Addressing the risks posed by cryptoassets has become a pressing issue for policymakers. Cryptoasset markets have experienced cycles of growth and collapse, often resulting in large losses for investors. These markets pose risks which, if not adequately addressed, might undermine consumer protection, financial stability and market integrity.
While the turmoil experienced in these markets at the end of 2022 has so far not led to wider contagion, the outcome might have been worse had the cryptoasset markets and the traditional financial system been more interconnected. Policymakers are considering their response to crypto-related risks. Potential lines of action, which are not mutually exclusive, include banning specific activities, isolating cryptoasset markets from the traditional financial system, regulating cryptoasset activities in a manner akin to traditional finance and developing alternatives that improve the efficiency of the traditional financial sector.
These lines of action will be contingent on the risks posed to the provision of financial services by the various activities involving cryptoassets and their underlying technology, referred in this paper under the umbrella term of distributed ledger technology (DLT). For lines of action which consider regulating cryptoasset activities, the question depends on policymakers’ assessment of which risks posed by cryptoassets and related activities should be captured by regulation and whether those risks are captured by existing regulation or if there are gaps that need to be addressed.
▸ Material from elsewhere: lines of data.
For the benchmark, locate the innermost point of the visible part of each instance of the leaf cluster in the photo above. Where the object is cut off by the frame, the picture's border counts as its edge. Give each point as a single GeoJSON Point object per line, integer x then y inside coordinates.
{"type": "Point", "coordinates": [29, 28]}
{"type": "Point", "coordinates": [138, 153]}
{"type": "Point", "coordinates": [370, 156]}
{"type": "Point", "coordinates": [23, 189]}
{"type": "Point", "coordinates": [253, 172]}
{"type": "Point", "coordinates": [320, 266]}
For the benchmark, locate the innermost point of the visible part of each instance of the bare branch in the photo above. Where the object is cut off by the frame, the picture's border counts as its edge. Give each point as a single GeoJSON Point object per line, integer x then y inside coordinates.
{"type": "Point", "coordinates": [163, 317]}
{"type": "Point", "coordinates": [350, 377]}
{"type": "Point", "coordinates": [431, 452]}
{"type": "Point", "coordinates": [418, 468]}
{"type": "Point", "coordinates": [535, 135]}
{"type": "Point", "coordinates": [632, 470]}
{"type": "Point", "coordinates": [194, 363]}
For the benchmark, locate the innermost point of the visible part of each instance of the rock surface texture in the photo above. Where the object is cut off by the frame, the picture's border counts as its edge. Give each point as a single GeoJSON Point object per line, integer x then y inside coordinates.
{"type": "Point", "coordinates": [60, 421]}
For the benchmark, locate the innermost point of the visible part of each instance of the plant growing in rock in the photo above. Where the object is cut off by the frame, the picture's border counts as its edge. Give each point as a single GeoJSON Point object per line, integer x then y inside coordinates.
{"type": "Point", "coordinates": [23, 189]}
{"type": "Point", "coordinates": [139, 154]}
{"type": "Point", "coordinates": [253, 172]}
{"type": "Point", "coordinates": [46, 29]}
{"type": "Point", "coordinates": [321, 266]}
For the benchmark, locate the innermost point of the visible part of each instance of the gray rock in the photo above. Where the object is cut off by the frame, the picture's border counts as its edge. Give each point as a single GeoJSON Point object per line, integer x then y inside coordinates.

This paper provides an overview of policy measures taken in 19 jurisdictions to address the risks associated with activities that incorporate cryptoassets and DLT programmability capabilities in financial services. In this paper cryptoasset activities are classified into three categories based on the proposed taxonomy by the Financial Stability Board (FSB): (a) issuance; (b) operation of a DLT infrastructure; and (c) service provision (eg wallet, custody, payment, exchange, lending).
For the overview of policy measures, initiatives are classified into three categories depending on whether they address the risks associated with (i) centrally managed cryptoasset activities; (ii) community-managed cryptoasset activities;4 or (iii) users’ direct exposures to cryptoassets and related activities.
One of the paper’s observations is that in experimentation initiatives, authorities are involved in use case pilot schemes. The aim is to gain practical knowledge of the functioning of DLT-based applications and to test the efficacy of potential solutions for potential risks. Some jurisdictions that have taken this approach are Canada, Singapore and South Africa. Canada has conducted an initiative (Project Jasper) with the aim of analyzing the implications of the use of DLTs in the payments system.
South Africa has also experimented the use of DLT with the industry. In particular, phase 2 of Project Khokha has analyzed the possibility of issuing, clearing and settling debentures via DLT using tokenized money. In this pilot, industry participants were able to purchase the debentures with a wholesale central bank-issued digital currency (wCBDC) and a wholesale digital settlement token (wToken). The wToken can be seen as a privately issued stablecoin used for interbank settlement.